The To-Do List

by Tom Swift

How many things should you try to accomplish today? Any day?





Who do we appreciate?

Clarity! Clarity! Yeah!

I will put my pompons away and say: What rates as an accomplishment anyway? Surely, anyone who bathes and brushes her or his teeth and shows up for a job, does that job at least passably well, takes care of their kids and/or their kitty, communicates with their partner or the phone company or the plumber, makes dinner, and/or does the dishes after dinner, has accomplished something. Yet do any of those daily-round matters rate a place on your list of to-dos? Does paying a utility bill? Doing the laundry? Getting to the gym?

I definitely do not think only momentous achievements should rate as accomplishments. After all, we, generally speaking, do not get to the momentous without a whole lot of the mundane. Yet if we rate everything as an accomplishment than nothing is.

I have heard it said (a wise friend) you should have a list of three things to get done each day.

I have heard it said (Zig Ziglar uses this number) you should have a list of six things to get done each day. (And these six things should be ranked in order of importance. If you do not get through all six then the remaining are on your list for tomorrow.)

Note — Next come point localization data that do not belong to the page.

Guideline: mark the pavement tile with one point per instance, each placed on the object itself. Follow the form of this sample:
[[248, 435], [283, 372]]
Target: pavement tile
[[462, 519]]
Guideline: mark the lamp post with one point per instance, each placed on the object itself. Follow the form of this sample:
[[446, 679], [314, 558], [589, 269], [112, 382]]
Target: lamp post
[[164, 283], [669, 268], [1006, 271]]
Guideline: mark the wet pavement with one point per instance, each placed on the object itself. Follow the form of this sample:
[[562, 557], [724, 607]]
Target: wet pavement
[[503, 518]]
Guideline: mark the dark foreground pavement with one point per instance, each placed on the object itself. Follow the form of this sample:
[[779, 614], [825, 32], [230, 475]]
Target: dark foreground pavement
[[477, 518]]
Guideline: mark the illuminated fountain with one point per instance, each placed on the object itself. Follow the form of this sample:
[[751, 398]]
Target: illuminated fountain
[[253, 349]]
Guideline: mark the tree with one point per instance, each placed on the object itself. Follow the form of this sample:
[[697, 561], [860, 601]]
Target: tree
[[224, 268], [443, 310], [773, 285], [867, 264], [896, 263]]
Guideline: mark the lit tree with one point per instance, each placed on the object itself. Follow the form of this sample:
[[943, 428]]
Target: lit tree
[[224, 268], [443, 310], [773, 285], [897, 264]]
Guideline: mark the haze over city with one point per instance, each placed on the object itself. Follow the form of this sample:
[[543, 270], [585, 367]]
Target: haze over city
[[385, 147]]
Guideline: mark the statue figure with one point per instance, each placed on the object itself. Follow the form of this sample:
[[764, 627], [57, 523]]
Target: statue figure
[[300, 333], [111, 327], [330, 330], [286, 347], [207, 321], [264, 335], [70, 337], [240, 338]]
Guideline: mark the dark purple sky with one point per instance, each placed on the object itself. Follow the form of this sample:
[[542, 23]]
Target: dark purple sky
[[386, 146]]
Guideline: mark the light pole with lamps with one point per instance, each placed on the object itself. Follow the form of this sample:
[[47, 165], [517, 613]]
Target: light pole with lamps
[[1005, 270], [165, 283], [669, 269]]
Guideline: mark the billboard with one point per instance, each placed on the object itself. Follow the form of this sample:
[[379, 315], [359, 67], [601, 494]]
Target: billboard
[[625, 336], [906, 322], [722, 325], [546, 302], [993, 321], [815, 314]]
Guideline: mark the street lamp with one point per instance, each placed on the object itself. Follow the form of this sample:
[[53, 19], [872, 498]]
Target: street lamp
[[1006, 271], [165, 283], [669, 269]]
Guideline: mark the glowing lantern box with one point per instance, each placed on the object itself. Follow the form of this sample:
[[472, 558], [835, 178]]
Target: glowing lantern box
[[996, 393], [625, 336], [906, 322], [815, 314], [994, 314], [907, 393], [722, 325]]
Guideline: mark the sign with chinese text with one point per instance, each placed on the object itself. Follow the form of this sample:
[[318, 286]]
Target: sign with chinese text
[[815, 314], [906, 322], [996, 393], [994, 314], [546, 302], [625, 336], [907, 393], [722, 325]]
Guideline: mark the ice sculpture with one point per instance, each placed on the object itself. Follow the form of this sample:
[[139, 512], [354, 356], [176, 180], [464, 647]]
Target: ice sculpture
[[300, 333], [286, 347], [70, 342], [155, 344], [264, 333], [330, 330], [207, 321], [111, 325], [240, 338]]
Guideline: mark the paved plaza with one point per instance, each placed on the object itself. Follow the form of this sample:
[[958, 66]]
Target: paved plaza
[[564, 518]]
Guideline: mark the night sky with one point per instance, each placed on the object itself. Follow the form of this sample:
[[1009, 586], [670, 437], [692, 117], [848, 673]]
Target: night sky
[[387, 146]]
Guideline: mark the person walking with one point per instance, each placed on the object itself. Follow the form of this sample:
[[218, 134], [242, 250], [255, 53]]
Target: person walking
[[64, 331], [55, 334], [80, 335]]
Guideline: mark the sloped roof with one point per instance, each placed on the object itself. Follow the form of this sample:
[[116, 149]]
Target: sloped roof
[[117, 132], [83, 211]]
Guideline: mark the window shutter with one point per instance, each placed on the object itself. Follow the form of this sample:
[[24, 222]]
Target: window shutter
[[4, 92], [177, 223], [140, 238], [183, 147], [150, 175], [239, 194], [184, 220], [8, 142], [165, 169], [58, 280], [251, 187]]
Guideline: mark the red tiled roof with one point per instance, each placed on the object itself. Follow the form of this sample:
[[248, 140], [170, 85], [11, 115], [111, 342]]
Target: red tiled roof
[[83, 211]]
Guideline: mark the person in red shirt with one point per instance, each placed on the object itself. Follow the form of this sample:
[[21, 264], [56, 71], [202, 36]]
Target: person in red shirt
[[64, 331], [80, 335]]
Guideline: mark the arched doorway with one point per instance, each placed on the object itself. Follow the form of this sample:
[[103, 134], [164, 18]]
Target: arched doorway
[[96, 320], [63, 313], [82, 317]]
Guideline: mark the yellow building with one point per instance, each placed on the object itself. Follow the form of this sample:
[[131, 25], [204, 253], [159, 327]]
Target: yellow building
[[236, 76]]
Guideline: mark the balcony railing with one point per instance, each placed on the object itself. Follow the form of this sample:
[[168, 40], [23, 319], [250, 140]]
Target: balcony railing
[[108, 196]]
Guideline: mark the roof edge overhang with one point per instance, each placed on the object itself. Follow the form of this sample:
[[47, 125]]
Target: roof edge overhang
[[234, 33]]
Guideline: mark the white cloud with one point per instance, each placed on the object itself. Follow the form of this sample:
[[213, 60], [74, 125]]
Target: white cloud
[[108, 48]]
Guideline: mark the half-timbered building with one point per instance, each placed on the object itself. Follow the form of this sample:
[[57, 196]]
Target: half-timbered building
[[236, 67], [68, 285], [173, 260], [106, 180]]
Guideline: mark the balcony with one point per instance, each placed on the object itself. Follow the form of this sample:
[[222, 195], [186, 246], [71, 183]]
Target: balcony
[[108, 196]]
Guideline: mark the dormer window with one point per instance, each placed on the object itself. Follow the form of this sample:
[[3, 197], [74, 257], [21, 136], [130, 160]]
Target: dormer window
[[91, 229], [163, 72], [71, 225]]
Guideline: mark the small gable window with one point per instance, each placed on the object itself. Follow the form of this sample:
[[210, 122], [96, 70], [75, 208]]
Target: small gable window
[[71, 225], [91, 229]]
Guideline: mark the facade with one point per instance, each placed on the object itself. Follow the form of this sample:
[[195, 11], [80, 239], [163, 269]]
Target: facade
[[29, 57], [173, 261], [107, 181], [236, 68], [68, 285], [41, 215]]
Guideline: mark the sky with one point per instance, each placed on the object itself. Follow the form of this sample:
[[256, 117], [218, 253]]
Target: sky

Should you not settle on a number at all, which is, to be sure, arbitrary, and just do as much as you can? If you try to do as much as you can, do you feel like you should always be doing and not having any time for being?

The To-List: production tool or slave-driver?

I ask these simple questions because I am not a natural planner. Especially on days off, weekends and the like — days when I have a lot of “free” time, in other words — days like to today, as it would happen — I have a tendency to want to see what I am in the mood to do. I like leaving open the door for possibilities.

Especially as a writer, it is hard to judge how long it will take to get my words in — and how many words I will have to say to begin with. Many writers solve this by picking a number of words or by sticking to a set amount of time, regardless of how many keepers come during that time. This is sage advice. Here again, though, there are times when you are struck by a moment or an idea and want to write about that moment or idea while the iron is still hot. It is not, to be sure, always hot.

Of course, the answer to the question of what rates as a to-do and how many of those you should pursue is whatever works for you. Perhaps it is three things: perhaps it is six things; perhaps it is to have no to-do list at all.

Rather than even attempt to find an answer, I find value in scrutinizing the question. My psyche deals in answers. I just need to make sure I have usefully framed the questions.

I ask these simple questions also because I encounter people regularly who struggle to mange their time. A seemingly neurotic or basic problem about the structure of one’s day is not something to feel shame about. Freedom is a gift. But it is not a gift without cost. We were not built for a daily free-for-all. We evolved from tribes — not as solo rulers of our hours. We also evolved without our essential daily needs, especially those around food, being solved for us, like they are, more or less, today.

Some people are naturally better at deciding on how to spend their time. And those people might suggest, intentionally or through their lack of noticeable angst, that it should be easy for all. It is not easy for all. And it is a worthy subject for consideration. You do want to solve this riddle for yourself. For if you do not control your time there are all kinds of people, devices, and chemicals (in food and in non-food forms) waiting to eat that time up. The time you do not claim is time someone else or something else will instead claim: your unused time can easily be capitalized or monetized in way that benefits you not.

Time: you only got it until it is gone.